A arteterapia, entretanto, vem sendo considerada
uma modalidade terapêutica com características
próprias, abarcando em si algumas distinções técnicas
e conceituais, diferenciando-se através de duas linhas
de atuação: arte como terapia (art as therapy) e arte
psicoterapia (art psychotherapy). Na primeira delas, o
foco principal da terapia está no processo artístico,
considerando suas propriedades curativas. Na segunda
vertente, os recursos artísticos são utilizados
amplamente durante o processo psicoterapêutico,
acrescentando a via imagética e pictórica na
comunicação entre paciente e psicoterapeuta (nesse
caso, com a utilização de técnicas de artes plásticas).
Nessa segunda linha de atuação, o fazer arte ocorre
dentro de um enquadre psicoterapêutico específico,
seguindo princípios, técnica, embasamento teórico e
objetivos que visam fundamentalmente o de-
senvolvimento emocional do indivíduo, repercutindo
na ampliação de potencialidades criativas (Andrade,
2000).
Sobre essa diversidade, Pain e Jarreau (1996)
esclarecem a necessidade de adequação da terapêutica
adotada (referindo-se à linha de atuação em arteterapia)

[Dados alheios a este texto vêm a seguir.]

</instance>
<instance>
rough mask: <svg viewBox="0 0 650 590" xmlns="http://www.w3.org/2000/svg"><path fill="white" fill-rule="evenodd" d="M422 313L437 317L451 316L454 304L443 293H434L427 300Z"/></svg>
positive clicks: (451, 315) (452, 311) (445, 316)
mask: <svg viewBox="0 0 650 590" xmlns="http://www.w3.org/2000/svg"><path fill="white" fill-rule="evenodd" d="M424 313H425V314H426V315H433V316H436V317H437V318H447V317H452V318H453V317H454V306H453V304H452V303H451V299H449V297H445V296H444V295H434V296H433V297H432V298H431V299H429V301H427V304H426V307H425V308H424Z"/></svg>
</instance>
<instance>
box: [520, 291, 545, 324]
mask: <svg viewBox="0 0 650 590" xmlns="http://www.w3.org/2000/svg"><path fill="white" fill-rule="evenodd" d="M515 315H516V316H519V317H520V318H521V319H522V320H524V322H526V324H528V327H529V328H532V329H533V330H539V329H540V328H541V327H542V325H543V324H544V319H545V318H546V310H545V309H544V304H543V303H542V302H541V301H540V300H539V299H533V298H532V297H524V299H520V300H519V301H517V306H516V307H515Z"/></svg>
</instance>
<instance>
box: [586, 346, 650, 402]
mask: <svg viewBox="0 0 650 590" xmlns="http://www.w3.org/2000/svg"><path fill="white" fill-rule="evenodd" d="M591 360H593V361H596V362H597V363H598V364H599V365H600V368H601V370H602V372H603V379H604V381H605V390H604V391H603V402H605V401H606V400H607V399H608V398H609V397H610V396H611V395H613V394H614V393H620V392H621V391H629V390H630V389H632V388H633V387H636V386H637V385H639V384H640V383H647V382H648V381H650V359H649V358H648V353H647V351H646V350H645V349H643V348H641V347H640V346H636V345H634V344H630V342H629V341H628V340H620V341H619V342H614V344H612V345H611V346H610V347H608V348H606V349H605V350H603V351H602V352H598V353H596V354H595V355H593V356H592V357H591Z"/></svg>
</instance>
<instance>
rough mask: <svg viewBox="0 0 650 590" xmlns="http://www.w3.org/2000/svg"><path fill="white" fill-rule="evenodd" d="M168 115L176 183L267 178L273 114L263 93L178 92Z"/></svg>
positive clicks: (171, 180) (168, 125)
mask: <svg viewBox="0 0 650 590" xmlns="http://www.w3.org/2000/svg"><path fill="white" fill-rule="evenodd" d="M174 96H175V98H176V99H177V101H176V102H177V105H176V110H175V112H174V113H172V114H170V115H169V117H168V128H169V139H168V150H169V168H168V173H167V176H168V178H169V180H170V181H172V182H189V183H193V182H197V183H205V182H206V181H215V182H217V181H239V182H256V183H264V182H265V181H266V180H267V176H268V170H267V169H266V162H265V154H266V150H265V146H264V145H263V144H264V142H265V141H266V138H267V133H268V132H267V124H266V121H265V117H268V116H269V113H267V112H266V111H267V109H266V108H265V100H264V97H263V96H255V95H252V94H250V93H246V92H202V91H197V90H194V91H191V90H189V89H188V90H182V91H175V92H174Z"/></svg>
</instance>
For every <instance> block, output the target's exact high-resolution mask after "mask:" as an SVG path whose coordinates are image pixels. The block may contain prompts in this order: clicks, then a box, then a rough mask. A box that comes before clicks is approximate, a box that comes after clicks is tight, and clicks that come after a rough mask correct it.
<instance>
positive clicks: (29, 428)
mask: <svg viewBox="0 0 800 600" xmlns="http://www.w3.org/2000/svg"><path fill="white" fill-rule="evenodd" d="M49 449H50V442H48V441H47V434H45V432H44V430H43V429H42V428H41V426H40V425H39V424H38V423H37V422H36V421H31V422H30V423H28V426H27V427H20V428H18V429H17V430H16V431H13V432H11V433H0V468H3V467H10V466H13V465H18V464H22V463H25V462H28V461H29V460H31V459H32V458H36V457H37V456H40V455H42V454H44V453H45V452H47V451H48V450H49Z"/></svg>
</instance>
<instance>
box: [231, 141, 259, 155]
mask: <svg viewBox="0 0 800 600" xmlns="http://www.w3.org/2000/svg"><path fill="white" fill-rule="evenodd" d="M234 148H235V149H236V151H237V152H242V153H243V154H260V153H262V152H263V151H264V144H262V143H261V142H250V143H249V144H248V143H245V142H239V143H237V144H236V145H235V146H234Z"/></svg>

à população de pacientes (em função das indicações
terapêuticas) e ao próprio ambiente disponível. Esses
pontos são discutidos, enfatizando-se a possibilidade
dessa intervenção ser realizada no contexto institucional,
como no caso da prática hospitalar, na qual as condições
de atendimento e a dinâmica assistencial poderão
dificultar a preservação do enquadre psicoterapêutico,
sendo indicada uma atitude terapêutica mais flexível,
por exemplo, com relação aos horários e duração das
sessões, à possibilidade de entrada e saída de integrantes
nos grupos terapêuticos e ao local de realização dos
atendimentos. Além disso, devemos também pontuar
que a arteterapia não é uma prática exclusiva do
psicólogo, visto que profissionais com outras formações
acadêmicas têm se especializado nessa área,
desenvolvendo intervenções mais adequadas às suas
formações de origem e, nesses casos, não seguindo as
peculiaridades da técnica pertinentes à psicoterapia.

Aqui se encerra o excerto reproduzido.